I went back to check on the bees a couple of weeks ago and I thought that as it was still a fire ban period, I’d just sneak around the back of the hive, open up the little window and see how they were going. Just in case you think that this is a little foolhardy, in the video link above, there’s a little girl sticking her finger in the honey outlet tube and after sucking it, expressing her delight with a very cute lisp. Righto, I thought, I can do that and I won’t even have to bother with my suit and veil. I avoided the flight path out of the front door of the hive and stepped around to the rear and business end of the flow hive. I opened the trap door and bugger me; the bees were waiting. Douglas Bader with stripes and his mates scrambled to attack the bandit. Firstly, they went for my eyes, then my ears. I tried to stay calm, willing myself to remember that for a bee, stinging is its last resort, because they don’t live long after leaving their sting and most of their intestines in your skin, but obviously, this lot had guts to spare and they didn’t give a stuff. I felt like Godzilla, surrounded by American fighter planes, but this time being actually hit by the bees rather than being hit by missiles. Initially at least anyway.
I fled back to the house and glanced at my reflection in the cars wing mirror on the way. I had started to resemble the male lead in the 1980’s Cher movie ‘Mask’ and I could see that some serious anti histamines were in order. I couldn’t see anywhere on the label that beer wasn’t appropriate in conjunction with the pills (largely because my eyes had swelled shut) so I pressed a cold can to my forehead as I gulped down another. I decided not to mention my stupidity that evening at the dinner table, but instead muttered something about running into some stray bees that were clearly not my own well mannered bees and retired early to bed, with the snickers of my own poorly mannered family ringing in my ears.

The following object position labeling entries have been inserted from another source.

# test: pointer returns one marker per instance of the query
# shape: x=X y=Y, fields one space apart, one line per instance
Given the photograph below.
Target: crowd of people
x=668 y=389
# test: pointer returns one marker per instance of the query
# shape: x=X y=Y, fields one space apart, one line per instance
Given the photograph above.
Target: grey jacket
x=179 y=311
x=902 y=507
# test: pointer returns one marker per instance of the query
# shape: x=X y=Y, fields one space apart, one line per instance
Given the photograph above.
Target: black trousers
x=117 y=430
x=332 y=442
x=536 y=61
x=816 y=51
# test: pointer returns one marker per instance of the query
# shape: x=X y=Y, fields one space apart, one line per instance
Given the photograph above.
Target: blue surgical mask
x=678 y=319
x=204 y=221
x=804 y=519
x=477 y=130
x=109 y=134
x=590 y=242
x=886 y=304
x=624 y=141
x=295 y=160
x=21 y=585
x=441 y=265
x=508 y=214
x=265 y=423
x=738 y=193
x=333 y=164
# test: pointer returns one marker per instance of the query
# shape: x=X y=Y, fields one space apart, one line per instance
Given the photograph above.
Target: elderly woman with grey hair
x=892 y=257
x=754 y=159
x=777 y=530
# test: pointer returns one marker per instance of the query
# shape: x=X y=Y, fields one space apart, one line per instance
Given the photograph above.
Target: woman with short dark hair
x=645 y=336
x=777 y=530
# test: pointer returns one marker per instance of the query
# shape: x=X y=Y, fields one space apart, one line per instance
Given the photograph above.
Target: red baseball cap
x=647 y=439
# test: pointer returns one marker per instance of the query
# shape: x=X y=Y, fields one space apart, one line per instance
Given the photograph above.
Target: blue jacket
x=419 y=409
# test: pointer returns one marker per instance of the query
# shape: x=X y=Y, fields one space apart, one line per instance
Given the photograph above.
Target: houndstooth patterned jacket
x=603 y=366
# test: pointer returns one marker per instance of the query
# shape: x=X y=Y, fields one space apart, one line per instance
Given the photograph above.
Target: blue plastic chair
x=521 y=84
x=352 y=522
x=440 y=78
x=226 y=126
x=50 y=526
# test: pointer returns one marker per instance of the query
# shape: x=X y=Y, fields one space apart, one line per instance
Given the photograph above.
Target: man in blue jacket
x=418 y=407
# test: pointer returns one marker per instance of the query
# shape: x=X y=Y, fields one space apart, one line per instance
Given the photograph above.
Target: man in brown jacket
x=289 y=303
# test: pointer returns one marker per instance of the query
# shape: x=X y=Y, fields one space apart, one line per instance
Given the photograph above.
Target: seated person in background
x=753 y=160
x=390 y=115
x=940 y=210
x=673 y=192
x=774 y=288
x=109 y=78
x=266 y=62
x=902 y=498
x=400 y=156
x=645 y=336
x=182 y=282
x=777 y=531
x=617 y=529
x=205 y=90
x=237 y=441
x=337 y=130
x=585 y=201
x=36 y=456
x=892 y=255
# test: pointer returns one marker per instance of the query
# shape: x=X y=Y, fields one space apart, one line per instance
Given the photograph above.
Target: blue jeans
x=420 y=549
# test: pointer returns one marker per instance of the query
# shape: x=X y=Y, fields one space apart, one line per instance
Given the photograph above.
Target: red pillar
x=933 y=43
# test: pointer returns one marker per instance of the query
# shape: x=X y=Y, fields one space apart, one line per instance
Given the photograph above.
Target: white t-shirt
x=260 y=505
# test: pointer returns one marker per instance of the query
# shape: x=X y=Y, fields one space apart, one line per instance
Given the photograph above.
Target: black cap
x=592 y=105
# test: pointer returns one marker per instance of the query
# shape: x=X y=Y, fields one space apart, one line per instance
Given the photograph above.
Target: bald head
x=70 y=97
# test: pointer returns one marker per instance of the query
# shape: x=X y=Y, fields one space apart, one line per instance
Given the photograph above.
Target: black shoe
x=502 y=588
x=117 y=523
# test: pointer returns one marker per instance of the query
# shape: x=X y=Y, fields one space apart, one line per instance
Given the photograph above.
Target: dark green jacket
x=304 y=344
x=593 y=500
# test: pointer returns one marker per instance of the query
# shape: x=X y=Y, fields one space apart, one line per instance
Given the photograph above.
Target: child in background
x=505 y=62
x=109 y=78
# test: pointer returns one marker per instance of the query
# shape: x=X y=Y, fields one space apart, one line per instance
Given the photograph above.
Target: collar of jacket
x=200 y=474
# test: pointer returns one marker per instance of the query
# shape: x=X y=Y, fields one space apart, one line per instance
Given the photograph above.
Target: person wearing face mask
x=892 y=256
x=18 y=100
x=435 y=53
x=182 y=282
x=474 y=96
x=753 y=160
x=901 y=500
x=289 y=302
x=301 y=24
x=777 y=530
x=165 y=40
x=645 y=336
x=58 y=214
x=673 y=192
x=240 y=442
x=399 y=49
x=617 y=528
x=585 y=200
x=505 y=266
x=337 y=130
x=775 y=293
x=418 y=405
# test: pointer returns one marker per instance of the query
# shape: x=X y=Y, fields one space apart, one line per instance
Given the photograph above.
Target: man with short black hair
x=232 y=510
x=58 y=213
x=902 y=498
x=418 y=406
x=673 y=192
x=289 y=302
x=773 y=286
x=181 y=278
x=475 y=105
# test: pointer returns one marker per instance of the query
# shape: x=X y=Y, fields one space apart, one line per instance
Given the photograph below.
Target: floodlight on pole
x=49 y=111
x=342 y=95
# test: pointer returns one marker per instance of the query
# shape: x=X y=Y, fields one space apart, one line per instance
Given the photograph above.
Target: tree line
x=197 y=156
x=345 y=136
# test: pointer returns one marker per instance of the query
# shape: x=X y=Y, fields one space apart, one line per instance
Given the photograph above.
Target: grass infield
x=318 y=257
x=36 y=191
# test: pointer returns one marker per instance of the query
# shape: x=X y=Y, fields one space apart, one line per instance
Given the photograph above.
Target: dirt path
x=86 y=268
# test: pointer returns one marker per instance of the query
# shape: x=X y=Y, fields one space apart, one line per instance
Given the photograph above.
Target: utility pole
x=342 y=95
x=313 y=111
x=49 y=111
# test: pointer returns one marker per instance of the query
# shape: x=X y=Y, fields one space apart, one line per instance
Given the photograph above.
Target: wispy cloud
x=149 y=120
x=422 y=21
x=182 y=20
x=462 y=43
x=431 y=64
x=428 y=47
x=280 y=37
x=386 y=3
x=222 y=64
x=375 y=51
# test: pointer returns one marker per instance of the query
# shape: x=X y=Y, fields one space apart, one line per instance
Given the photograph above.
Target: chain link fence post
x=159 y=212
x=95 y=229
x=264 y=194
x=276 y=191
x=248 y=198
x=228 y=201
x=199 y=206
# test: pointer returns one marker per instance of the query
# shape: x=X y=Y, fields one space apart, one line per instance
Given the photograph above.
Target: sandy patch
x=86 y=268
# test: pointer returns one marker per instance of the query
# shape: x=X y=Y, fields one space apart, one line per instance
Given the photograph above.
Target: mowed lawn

The very next day, I judged that the bees had calmed down and that as they’d never recognise me in my suit and smoker in hand, I’d have another go. I gave them a few good puffs of smoke and a moment to get used to the idea that I meant no harm. A couple of bees did fly round to have a look at me, but they didn’t seem too fussed and so I carefully opened up the small window and I could see that they had indeed started to fill up the plastic frames with honey. It was working! I decided that as the weather was getting colder, I wouldn’t try and ‘crack’ the frames and steal some honey, but instead, I’d leave it to the bee community and hopefully, they would make it through the winter unscathed.
I sat for a little while, just watching and listening to the happy bees flit in and out of the hive, going about their daily business seemingly without a care in the world. Bees really are an example of how to live together cheek by jowl (mandible?) and working together for a common cause. They would work tirelessly for the betterment of the community and they don’t hesitate to sacrifice their lives in order to protect others if it is required.
With the pain and humiliation of the previous day behind me, I decided that next season we’d start anew and I’d make it up to them by not pulling the hives apart too much, planting a lot more flowers and maybe even trying a little sugar water spray, just for their own enjoyment….
A little of last years swag – worth all the stings!